Of course, the Pentagons cluelessness is understandable and predictable. As I explained in my last statement to Congress (June 2002), the accounting system and the program planning system underpinning the Pentagon’s management information system is an unauditable shambles. Decision makers at the top don’t have, and based on their refusal to fix this problem over the last 29 years, clearly don’t want1 to have, the information they need to link their strategic policy choices and force structure outputs to budgetary levels. There is a solution to this problem, as I went to great lengths to explain in the 2002 statement: The solution is to synthesize a new management information/decision-making system built around the central idea of contingency planning.

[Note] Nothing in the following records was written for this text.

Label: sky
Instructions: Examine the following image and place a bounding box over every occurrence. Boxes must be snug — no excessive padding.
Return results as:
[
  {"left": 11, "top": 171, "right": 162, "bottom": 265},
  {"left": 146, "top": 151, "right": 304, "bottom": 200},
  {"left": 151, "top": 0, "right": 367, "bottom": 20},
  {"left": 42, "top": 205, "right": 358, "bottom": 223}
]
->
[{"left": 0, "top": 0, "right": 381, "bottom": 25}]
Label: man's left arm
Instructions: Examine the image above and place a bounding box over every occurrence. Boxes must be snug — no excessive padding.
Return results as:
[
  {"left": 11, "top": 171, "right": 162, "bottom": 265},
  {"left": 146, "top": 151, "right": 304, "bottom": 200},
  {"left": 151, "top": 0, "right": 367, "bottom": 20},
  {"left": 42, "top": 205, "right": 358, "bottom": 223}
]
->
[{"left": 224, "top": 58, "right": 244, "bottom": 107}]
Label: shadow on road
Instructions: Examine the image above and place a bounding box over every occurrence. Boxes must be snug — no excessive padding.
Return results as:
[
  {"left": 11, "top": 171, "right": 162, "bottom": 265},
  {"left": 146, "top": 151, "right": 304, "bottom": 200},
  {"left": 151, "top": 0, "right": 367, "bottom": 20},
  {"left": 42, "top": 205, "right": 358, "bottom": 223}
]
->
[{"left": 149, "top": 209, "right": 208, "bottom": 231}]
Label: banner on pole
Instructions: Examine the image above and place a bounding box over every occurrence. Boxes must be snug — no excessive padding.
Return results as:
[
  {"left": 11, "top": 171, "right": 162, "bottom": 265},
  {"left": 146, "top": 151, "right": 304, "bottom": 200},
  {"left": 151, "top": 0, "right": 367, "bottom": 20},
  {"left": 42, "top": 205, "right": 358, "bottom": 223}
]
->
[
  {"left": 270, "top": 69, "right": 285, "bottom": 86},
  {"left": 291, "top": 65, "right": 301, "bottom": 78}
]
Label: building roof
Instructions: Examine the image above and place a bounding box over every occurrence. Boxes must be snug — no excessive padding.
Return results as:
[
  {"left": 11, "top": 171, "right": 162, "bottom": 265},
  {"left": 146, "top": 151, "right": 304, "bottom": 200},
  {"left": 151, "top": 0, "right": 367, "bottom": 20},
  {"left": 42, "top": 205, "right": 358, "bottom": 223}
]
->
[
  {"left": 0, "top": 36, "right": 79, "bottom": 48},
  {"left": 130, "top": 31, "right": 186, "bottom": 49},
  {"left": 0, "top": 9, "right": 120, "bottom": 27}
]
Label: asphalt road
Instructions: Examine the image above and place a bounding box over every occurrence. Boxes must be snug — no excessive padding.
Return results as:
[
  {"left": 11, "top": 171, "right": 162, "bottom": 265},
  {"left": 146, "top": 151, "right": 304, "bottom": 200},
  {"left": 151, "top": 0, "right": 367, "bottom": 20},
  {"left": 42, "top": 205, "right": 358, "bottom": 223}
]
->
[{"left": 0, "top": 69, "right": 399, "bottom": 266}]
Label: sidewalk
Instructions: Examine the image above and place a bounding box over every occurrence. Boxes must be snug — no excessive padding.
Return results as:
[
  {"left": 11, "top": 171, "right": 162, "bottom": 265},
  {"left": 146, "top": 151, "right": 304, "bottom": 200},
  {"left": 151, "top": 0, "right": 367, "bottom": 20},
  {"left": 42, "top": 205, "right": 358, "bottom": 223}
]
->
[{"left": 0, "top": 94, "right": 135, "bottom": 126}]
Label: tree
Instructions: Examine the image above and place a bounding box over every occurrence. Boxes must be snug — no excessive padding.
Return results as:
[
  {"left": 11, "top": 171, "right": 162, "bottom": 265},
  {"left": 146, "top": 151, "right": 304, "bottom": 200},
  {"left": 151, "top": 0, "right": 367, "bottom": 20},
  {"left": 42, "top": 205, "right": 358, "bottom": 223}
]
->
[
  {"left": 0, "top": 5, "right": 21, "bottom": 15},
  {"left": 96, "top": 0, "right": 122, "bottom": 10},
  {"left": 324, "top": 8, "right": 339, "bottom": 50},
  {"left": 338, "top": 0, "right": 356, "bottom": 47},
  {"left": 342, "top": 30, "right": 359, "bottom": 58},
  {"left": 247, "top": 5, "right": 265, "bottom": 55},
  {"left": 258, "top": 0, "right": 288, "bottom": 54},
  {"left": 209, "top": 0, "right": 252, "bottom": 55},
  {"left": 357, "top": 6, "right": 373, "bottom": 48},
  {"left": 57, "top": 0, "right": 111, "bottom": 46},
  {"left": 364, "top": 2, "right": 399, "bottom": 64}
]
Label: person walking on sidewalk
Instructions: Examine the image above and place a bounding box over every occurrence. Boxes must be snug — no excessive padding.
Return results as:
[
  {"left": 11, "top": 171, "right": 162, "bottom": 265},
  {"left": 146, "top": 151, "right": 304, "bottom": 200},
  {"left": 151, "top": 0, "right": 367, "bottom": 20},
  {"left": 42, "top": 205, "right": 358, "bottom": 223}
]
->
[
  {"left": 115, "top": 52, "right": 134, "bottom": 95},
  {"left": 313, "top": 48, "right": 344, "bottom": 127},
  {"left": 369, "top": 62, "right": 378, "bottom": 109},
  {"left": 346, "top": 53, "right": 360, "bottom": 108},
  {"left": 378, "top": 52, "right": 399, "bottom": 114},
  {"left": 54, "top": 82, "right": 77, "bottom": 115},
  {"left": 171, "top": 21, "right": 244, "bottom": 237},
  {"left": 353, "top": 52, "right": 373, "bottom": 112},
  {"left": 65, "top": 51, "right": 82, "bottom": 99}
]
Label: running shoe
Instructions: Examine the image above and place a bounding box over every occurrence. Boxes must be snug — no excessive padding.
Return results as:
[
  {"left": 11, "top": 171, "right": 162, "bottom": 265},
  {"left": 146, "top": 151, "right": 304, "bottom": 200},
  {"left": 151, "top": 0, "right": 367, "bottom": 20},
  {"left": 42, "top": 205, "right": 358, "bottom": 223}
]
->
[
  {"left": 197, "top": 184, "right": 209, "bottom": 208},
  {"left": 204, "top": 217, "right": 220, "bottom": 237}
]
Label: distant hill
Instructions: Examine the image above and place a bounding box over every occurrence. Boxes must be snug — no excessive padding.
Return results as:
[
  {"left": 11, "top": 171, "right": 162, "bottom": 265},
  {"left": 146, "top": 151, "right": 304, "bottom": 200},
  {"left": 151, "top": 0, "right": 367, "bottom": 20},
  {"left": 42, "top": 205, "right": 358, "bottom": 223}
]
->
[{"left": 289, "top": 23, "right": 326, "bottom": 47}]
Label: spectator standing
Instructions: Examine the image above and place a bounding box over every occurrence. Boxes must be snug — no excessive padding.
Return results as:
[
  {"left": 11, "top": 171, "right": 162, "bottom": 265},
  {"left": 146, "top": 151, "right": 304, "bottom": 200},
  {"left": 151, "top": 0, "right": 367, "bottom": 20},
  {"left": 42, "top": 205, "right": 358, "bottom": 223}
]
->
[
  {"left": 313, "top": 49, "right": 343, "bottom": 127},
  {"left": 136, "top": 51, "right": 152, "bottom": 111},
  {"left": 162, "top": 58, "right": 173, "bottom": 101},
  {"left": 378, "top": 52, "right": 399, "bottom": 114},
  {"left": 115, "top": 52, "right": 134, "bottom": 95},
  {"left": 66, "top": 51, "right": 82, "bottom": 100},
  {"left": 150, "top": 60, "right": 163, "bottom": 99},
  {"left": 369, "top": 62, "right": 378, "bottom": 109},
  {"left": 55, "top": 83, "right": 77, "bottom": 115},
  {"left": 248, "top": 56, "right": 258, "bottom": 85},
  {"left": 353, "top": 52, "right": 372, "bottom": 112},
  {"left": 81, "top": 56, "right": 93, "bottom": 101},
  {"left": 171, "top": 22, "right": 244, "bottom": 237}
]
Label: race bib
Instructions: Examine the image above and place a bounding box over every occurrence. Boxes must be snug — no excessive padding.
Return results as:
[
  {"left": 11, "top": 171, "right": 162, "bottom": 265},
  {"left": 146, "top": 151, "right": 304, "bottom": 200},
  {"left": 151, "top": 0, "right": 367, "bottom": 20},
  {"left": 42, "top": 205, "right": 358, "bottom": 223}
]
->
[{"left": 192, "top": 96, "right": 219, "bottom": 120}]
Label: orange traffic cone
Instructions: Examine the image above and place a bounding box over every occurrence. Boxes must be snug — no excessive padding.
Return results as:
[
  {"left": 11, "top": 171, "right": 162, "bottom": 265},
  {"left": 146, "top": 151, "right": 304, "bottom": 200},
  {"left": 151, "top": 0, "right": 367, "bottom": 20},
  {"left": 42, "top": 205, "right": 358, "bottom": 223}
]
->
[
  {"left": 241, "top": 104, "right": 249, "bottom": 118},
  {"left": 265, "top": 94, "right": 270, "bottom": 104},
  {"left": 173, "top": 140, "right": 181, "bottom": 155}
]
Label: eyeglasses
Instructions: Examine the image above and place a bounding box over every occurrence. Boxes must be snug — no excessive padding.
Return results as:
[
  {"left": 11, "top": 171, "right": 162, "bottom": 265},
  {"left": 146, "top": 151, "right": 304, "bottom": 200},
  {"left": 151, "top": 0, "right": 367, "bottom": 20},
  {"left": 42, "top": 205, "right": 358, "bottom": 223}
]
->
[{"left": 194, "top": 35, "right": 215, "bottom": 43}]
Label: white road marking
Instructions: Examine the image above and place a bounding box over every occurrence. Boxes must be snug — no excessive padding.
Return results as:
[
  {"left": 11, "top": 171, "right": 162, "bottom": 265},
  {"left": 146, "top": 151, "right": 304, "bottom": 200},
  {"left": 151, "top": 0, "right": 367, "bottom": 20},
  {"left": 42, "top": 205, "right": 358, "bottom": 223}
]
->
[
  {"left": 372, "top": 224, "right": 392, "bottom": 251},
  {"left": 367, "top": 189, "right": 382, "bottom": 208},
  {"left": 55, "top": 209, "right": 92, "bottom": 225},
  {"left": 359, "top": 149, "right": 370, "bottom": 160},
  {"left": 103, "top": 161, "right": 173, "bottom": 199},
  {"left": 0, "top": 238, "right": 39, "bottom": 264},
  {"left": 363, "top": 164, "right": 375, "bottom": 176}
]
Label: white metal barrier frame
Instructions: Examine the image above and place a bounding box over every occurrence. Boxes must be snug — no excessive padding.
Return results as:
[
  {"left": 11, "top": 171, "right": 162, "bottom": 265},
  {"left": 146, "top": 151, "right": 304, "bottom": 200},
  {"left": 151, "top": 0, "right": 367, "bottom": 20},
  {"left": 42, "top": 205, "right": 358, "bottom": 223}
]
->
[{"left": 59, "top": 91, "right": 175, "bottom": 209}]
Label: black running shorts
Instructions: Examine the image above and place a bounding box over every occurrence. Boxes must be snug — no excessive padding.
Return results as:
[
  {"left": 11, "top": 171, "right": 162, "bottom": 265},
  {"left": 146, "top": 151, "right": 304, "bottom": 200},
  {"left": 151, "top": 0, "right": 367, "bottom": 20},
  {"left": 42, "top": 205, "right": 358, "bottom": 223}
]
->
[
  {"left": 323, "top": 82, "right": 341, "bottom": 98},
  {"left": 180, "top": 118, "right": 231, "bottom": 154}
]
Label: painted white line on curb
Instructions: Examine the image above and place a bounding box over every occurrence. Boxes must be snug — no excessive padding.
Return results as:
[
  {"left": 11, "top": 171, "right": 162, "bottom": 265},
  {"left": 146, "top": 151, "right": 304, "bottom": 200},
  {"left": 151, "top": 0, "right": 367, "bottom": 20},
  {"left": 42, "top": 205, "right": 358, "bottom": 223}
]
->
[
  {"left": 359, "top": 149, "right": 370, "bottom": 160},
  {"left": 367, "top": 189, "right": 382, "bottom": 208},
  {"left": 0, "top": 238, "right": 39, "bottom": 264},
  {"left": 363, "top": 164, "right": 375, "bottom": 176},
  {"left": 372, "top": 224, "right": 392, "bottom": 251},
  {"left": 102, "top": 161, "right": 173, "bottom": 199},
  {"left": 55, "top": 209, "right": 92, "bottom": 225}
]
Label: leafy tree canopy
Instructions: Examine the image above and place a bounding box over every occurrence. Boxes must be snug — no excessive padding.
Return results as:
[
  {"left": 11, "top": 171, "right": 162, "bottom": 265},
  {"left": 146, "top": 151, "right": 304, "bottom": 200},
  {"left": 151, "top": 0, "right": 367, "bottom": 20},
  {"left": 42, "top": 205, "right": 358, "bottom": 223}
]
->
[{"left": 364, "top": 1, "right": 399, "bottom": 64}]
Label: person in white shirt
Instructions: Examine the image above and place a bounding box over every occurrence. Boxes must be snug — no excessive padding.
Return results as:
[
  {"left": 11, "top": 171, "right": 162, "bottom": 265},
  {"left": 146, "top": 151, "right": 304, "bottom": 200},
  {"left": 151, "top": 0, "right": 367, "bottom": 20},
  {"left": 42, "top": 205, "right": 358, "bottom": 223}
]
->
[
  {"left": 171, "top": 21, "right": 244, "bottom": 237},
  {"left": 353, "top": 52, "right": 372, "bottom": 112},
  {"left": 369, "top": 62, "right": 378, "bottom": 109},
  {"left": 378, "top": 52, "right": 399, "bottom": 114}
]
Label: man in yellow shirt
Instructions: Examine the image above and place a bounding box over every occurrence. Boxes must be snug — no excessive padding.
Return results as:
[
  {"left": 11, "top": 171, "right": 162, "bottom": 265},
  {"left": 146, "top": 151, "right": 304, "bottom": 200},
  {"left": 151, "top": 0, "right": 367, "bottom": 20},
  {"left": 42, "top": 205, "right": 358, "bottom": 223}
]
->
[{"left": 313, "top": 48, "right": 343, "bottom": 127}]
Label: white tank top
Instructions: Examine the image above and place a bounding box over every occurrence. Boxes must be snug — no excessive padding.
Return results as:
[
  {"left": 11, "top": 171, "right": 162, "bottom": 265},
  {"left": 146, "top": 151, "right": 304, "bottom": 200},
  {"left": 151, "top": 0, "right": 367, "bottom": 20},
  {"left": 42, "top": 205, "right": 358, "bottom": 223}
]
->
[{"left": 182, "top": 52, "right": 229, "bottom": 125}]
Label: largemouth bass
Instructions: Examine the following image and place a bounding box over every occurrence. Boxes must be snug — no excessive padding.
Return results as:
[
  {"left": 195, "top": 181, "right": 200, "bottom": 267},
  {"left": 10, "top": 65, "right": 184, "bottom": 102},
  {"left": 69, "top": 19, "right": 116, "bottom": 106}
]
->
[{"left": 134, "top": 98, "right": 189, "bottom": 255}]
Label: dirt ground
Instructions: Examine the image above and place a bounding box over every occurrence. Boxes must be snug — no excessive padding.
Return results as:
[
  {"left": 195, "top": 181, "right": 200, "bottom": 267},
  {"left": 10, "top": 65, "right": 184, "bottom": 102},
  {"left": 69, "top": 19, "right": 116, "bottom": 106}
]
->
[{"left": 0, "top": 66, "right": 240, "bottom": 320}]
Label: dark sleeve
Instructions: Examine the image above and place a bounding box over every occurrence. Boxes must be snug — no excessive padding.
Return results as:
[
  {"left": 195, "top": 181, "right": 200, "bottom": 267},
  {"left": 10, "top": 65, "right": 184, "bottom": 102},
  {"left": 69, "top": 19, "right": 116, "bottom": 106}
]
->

Had this proposal (or something like it) been implemented, it would be easy for Panetta, Cohen, and the generals and admirals to make a rationale assessment of how to mitigate the ‘damage’ caused by a sequester, but of course, it would be apostasy for the MICC’s leadership to entertain the possibility that it might be possible for the Pentagon survive with less.
Bringing this together: The people are sick and tired of perpetually fighting small hot wars; Syria and Iran are two small and not so small wars ‘too far;’ and there is a real threat of marginal budget reductions is in the offing, but the Pentagon refuses to do rational contingency planning. So what is the MICC to do?
There is only one answer: Find a peer competitor and start a new Cold War. That would generate the requisite amount of fear to unleash the purse strings, but at the same time, Pentagon could pump more modernization money to defense contractors (the industrial wing of the MICC) without having to pump up the operations budget (which mushrooms in hot wars). But what nation fits the bill?
Only China — and it looks like President Obama has swallowed the MICC’s bait. As Michael Klare skillfully lays out, Obama has chosen to commence a buildup aimed at isolating China. The Pentagon will deploy 2500 Marines to northern Australia on the Timor Sea, expand the Naval presence in the South China Sea (which is on top of major oil and gas deposits), and strengthen its alliances with Indonesia and the Philippines on China’s Pacific periphery. It is virtually certain that these moves will be perceived by China as a dangerous encirclement, and the will, therefore, trigger some kind of countermoves by China.
Voilà! With any luck, the MICC will be off to a new cold war arms race, the sequester will be quashed, and increased spending as usual will continue unabated.
That, dear reader, is how the bookkeeping shambles, threat inflation, and the politics of fear are the MICCs budget multipliers that will trump Social Security and Medicare in the coming budget debate.
Franklin “Chuck” Spinney is a former military analyst for the Pentagon and a contributor to Hopeless: Barack Obama and the Politics of Illusion, forthcoming from AK Press. He be reached firstname.lastname@example.org
1 It is not as if this is a new problem in the Pentagon. I described the program planning aspect of bookkeeping shambles in testimony to joint hearing of the Senate Budget Committee and the Senate Armed Services Committee in March 1983. That testimony was described in a cover story of Time Magazine that appeared on 7 March 1983.